Despite the availability of digital codes, paper vouchers still exist in the wild today. Most print publications are crammed full of voucher offers, whether you're reading the national paper or a local rag. While this might seem like a colossal waste of paper, the reason is simple. Paper coupons deliver terrific results. Even millennials are more likely to use a paper voucher over an online coupon code. Papaconstantinou thinks this is because digital coupons are too complicated. "People in the UK are still not used to online shopping," he says. He thinks that's beginning to change. As long as businesses can draw in more customers by printing paper coupons, however, they'll continue to do so.

Why digital couponing provides a worse experience

As an outsider, it certainly seems easier to do a search on your iPhone than it is to pour over hundreds of paper coupons. Nevertheless, coupon enthusiasts claim that paper still wins because of three factors:

Lack of centralization. You might not find every relevant print coupon for a single purchase in a single publication, but at least you know where to look. Web coupons are scattered on hundreds of different websites and social media pages. You might find a hot deal on a blog post, on a retailer's website, or offered directly by the manufacturer's twitter account. There's no good way to keep abreast of all of these sources. Worse, there's no standard for how web coupons are used. Some require you to print them out. Others are to be scanned from your phone.

Ease of combination. Coupon codes are often difficult to combine at the virtual checkout, whereas paper vouchers almost always work in combination at the till. For example, using the O2 Priority App you get a 2-for-1 deal at Pizza Express restaurants. When combined with the store's Tuesday deal for 50% off of all 12-inch pizzas, savvy customers save 75% off the cost. Apparently, paper coupons still offer the consumers a lot of pleasant surprises.

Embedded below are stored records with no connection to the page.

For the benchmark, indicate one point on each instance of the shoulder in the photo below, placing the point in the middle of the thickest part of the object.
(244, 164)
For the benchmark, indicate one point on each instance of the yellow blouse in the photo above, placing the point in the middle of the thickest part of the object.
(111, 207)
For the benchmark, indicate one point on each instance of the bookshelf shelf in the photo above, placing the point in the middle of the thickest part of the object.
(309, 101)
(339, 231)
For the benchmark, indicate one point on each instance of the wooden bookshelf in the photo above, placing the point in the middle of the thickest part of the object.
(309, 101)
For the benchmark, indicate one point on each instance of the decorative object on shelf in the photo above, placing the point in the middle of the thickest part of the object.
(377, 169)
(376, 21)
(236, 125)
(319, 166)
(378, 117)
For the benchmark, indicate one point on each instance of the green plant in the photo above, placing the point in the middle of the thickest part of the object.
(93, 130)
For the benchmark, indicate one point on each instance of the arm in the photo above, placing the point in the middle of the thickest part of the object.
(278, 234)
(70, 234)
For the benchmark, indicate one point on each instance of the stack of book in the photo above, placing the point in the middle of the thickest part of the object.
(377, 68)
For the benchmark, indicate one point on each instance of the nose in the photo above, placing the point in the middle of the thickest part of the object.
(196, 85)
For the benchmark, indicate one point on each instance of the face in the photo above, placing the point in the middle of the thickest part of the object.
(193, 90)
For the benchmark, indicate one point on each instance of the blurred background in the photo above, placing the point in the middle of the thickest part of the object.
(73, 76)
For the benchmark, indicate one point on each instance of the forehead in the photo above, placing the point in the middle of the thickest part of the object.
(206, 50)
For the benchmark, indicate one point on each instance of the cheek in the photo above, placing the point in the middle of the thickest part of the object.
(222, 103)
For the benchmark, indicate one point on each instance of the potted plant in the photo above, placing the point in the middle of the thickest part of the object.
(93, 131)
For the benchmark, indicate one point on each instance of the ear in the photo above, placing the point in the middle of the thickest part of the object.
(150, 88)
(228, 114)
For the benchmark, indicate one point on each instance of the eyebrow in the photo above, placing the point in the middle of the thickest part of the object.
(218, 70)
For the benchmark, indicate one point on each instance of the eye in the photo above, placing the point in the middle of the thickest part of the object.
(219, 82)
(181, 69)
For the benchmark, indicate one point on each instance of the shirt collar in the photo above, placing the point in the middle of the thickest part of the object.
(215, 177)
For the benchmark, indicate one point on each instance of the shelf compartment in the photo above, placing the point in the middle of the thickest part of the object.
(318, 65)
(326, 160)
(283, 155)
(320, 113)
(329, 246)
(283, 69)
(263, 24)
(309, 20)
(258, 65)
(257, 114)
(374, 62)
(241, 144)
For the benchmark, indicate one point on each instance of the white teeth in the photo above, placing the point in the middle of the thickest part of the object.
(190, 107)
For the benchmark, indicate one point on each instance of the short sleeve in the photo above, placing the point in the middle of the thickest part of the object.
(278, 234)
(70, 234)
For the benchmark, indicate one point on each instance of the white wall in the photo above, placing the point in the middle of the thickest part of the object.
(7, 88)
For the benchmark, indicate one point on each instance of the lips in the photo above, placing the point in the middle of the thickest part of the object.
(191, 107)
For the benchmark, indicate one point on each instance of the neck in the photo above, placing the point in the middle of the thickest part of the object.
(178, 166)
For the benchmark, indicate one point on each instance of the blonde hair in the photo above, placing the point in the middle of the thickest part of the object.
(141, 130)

Misaligned goals. Online coupons are issued by different merchants for different purposes. Some Merchants use very generous discount codes to sell old stock fast. Some other merchants use coupon codes for the purpose of tracking the effectiveness of marketing campaigns. While it's nice for the marketing people to easily track who buys what with what code, it may be difficult for consumers in that case to get the best deal.

There's a lot of fragmentation in regards to what manufacturers, retailers, and other parties want out of their coupons. This leads to an incredibly uneven consumer experience. For every killer digital discount code you find, you'll have to wade through a sea of duds.

Bringing in a new era: Moving from paper vouchers to digital coupons

Papaconstantinou wants this to change. He's the founder of Wikigains.com, a UK coupon site that seeks to become a hub for online vouchers in the UK. His ultimate goal is to replace paper promotions entirely. He's set his team an aggressive goal: he wants paper coupons to be obsolete by 2022. "In the 21st century, you shouldn't need to clip coupons in your wallet," he says. "Besides, it's embarrassing to get coupons... I look much cooler if I get out my Android and use a barcode instead."